# General tips for taming a much older cage-bound tiel



## lighty (Oct 23, 2012)

Hi all, first time here. A few months ago I started living in a house with a cockatiel about 10-15 years old. She is very sweet and likes to chat with you through her cage, but to my knowledge has NEVER been handled or tamed. I (stupidly) tricked her out of her cage around a month or so ago by opening the door while she was perched on it. This lead to a 3 hour event of her flying around the room while I tried to get her back in the cage. I did manage to get her to eat out of my hand and get her back without towling, though I realize this was an incredibly dumb thing to do since she was far from ready. I bought a treat stick a few weeks ago and through persistence have gotten her to eat from it when I reach my hand into the cage. She will even come to the front of the cage to get it now. Of course she is still extremely afraid of hands/fingers/anything that moves. I'm hoping for some general tips on how to get her less afraid and become willing to step up and come out of her cage. Is that even a possibility with a cockatiel cage-bound for so long? The problem is that I don't have a lot of free time to devote as I have a job with long hours. Maybe 15-30 min a day. Is this enough?


----------



## MeanneyFids (Aug 24, 2010)

http://talkcockatiels.com/showthread.php?p=314774#post314774

helpful for aggressive or very timid birds 


tiels should generally have a minimum of 2 hours out of the cage


----------



## sunnysmom (Sep 23, 2011)

I have a 16 year old rehomed tiel who I don't believe had much out of the cage time before coming to live with us. I think with an older tiel you have to take things slow and work at their pace. Try the taming techniques on here. They should help. We've had our tiel now for about a year and he is a complete love bug and loves to spend time with us out of the cage.
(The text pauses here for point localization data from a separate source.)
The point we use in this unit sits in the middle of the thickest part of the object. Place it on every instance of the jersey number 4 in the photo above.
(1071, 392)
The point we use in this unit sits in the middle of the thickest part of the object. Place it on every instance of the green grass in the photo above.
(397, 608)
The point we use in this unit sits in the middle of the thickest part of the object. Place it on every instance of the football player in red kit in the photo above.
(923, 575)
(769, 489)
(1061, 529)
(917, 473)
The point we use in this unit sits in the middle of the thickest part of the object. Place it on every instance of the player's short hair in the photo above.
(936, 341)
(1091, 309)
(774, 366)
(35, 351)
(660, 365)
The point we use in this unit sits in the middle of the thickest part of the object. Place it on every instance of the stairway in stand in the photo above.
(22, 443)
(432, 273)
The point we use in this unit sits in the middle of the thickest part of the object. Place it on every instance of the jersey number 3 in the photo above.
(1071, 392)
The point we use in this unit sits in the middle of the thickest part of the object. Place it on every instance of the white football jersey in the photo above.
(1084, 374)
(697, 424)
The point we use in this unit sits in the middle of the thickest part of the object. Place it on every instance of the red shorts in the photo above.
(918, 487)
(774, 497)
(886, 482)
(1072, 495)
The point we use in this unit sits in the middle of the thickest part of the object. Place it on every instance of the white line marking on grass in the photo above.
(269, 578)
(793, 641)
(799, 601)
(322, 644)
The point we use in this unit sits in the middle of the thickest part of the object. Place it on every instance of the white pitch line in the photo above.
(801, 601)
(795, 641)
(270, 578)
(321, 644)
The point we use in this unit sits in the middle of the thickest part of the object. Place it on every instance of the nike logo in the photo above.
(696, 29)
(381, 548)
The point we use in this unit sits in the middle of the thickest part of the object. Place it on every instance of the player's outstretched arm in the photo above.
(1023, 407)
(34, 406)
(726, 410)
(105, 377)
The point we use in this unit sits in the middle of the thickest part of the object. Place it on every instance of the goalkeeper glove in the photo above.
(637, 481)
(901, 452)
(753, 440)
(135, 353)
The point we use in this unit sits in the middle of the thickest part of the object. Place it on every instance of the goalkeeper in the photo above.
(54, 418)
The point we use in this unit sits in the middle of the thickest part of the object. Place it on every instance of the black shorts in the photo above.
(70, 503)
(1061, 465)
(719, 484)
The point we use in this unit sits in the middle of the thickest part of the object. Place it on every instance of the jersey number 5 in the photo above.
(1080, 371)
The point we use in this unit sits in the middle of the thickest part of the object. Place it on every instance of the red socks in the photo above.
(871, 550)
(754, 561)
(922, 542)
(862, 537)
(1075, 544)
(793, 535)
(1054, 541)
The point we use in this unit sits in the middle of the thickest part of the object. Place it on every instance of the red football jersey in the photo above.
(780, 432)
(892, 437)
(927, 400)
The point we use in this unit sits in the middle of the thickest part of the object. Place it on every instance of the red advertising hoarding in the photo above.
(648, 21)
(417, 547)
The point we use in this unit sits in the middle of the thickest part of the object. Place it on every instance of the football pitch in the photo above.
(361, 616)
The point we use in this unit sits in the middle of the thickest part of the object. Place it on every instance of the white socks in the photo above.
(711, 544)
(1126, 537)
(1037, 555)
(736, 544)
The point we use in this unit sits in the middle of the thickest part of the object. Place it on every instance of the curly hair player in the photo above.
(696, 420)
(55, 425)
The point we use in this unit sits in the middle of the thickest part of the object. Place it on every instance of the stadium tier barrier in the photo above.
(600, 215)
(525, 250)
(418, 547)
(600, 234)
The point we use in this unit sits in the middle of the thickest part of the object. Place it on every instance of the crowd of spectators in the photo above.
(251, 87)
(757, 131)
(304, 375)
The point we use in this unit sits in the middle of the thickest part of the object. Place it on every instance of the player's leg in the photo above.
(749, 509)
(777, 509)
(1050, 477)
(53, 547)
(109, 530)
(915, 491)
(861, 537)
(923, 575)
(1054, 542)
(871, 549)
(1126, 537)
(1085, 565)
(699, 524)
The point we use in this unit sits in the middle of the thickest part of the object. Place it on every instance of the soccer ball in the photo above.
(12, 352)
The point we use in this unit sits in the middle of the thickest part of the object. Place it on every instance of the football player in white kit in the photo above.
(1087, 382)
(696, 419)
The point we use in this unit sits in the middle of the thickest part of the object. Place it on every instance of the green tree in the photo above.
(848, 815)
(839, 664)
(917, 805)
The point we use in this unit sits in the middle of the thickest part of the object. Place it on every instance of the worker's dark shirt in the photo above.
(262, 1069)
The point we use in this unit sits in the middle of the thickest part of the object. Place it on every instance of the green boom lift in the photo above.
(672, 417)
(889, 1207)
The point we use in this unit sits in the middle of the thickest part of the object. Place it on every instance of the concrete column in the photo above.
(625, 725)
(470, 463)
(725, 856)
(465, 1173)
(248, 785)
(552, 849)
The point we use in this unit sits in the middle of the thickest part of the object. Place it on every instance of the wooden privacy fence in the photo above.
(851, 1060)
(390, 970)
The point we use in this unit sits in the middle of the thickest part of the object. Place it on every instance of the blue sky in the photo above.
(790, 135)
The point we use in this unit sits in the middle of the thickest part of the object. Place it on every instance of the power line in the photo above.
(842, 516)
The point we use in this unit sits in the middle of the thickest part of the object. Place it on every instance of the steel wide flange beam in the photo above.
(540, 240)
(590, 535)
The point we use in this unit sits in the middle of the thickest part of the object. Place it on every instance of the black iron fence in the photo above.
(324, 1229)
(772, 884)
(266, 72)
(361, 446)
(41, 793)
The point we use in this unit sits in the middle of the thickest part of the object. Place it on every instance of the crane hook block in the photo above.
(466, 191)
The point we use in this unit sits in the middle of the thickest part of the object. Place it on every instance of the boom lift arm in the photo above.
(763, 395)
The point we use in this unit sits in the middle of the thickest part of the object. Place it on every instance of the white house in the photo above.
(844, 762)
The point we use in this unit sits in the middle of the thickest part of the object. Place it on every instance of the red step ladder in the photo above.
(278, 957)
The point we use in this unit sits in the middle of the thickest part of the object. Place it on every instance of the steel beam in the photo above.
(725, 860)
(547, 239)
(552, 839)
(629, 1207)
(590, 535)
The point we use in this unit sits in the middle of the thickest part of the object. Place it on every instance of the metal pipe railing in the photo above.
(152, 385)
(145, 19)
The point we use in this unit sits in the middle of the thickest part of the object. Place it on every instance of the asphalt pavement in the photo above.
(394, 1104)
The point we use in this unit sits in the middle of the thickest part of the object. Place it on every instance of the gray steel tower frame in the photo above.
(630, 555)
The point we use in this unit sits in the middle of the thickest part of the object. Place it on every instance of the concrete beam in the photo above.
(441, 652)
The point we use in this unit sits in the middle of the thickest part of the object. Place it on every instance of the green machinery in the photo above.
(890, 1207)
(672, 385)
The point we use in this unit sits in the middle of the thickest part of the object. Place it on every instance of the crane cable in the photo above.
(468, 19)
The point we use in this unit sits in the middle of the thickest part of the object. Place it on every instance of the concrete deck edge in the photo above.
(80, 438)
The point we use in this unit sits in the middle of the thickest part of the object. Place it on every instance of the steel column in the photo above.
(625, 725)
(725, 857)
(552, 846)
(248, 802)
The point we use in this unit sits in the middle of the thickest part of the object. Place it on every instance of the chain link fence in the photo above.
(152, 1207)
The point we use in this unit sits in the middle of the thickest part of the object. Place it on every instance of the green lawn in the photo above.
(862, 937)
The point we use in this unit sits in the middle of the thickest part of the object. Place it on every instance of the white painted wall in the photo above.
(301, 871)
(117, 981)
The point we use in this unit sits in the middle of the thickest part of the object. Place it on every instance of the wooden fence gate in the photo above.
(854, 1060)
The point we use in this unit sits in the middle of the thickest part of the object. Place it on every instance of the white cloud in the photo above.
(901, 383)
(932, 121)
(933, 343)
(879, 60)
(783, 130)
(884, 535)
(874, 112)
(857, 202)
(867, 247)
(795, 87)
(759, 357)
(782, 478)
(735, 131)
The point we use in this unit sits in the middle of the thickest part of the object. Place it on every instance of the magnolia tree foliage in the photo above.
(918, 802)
It sounds like your tiel already wants to spend time with you but just isn't quite sure how to go about being out yet. But it's not too late for her to learn.


----------



## Bird Junky (Jul 24, 2012)

*Hi Try this.....

B.J's. BIRDS WITH A FEAR OF HANDS 

These birds panic & flutter frantically about in the cage at the mere sight of a hand entering their cage. 
To prevent further upset the preferred type of both water & seed containers should be of the tube type, which can be refilled without opening the cage door. In the cage provide a basic seed mix, water, iodine block & 
cuttlebone. 
All the other foods birds enjoy, ie, fruit, veg, hard boiled egg, nuts, cake, biscuit etc, are used as treat foods. 
The birds should be fed the treat foods in small portions through the bars of the cage, with the aid a pair of tweezers or chopsticks to protect your fingers. 
Change the type of treat at each feed so your bird gets a good mix every day. The smaller the treat portions, the more often the treat feed visits & your arrival, means nice things to eat. 
As the bird gets used to being fed treats this way, very gradually over the next few days. 
Move your fingers closer to the treat food as you slowly build up a bond of trust between you.
If your bird shies away remove the treat food until he settle down & move your fingers further back up the tweezers, away from the food before you re-offer the treat......Do this as many times as it takes. 
Don't allow yourself to dislike, get angry, impatient or even mildly annoyed with your bird will sense this & will react accordingly. If for any reason you can't approach your bird in a happy confident optimistic manner. Then it would be better if you took a break. 
Expect a few set backs, birds like people, have good & bad days. Don't be in a hurry, only when your bird is happy to eat from your fingertips through the bars for several days, are you both ready to move on to the next step..B.J.
*


----------



## rashid100 (Oct 3, 2012)

all u need is hand trust..millet feeding works


----------